L’organisation Médecins sans frontières (MSF) exprime de vives inquiétudes quant à une éventuelle réduction des financements dédiés à la lutte contre le paludisme au Nord-Kivu, en République Démocratique du Congo. Cette perspective d’une baisse des ressources financières menace d’aggraver une situation sanitaire déjà précaire dans cette région confrontée depuis de nombreuses années à une crise humanitaire persistante et à des difficultés d’approvisionnement qui affaiblissent considérablement son système de santé.

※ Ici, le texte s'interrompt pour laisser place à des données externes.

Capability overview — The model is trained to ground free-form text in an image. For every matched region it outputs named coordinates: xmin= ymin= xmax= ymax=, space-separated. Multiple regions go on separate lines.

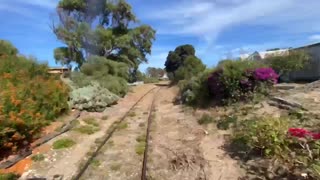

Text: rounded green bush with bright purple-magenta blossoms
xmin=208 ymin=61 xmax=278 ymax=102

Stéphane Doyon, responsable de programme pour Médecins sans frontières France, a détaillé les raisons de cette alerte. Selon lui, un retrait du Nord-Kivu des programmes du Fonds mondial aurait des conséquences désastreuses. Les traitements vitaux, qui parviennent actuellement aux centres de santé via le Fonds mondial – et non par MSF – cesseraient d’être disponibles. MSF, bien que fortement engagée, ne dispose pas de la capacité de se substituer au Fonds mondial pour l’ensemble d’une province. Une telle rupture des approvisionnements rendrait la situation extrêmement critique pour les populations locales.
« Le paludisme représente la principale raison des consultations médicales que nous enregistrons dans nos établissements de santé », a-t-il précisé. « Notre priorité absolue est d’assurer le maintien du soutien du Fonds mondial pour la prise en charge du paludisme dans cette province du Nord-Kivu, qui est l’une des zones les plus touchées et les plus vulnérables sur le plan sanitaire à l’heure actuelle. »
La région du Nord-Kivu est en effet le théâtre de multiples défis sanitaires, avec des épidémies de rougeole et de choléra qui s’ajoutent à la charge du paludisme. Une population déjà profondément marquée par des années de conflit armé et de déplacements a un besoin urgent et vital d’un soutien externe continu pour faire face à ces crises sanitaires récurrentes et pour reconstruire un accès stable aux soins.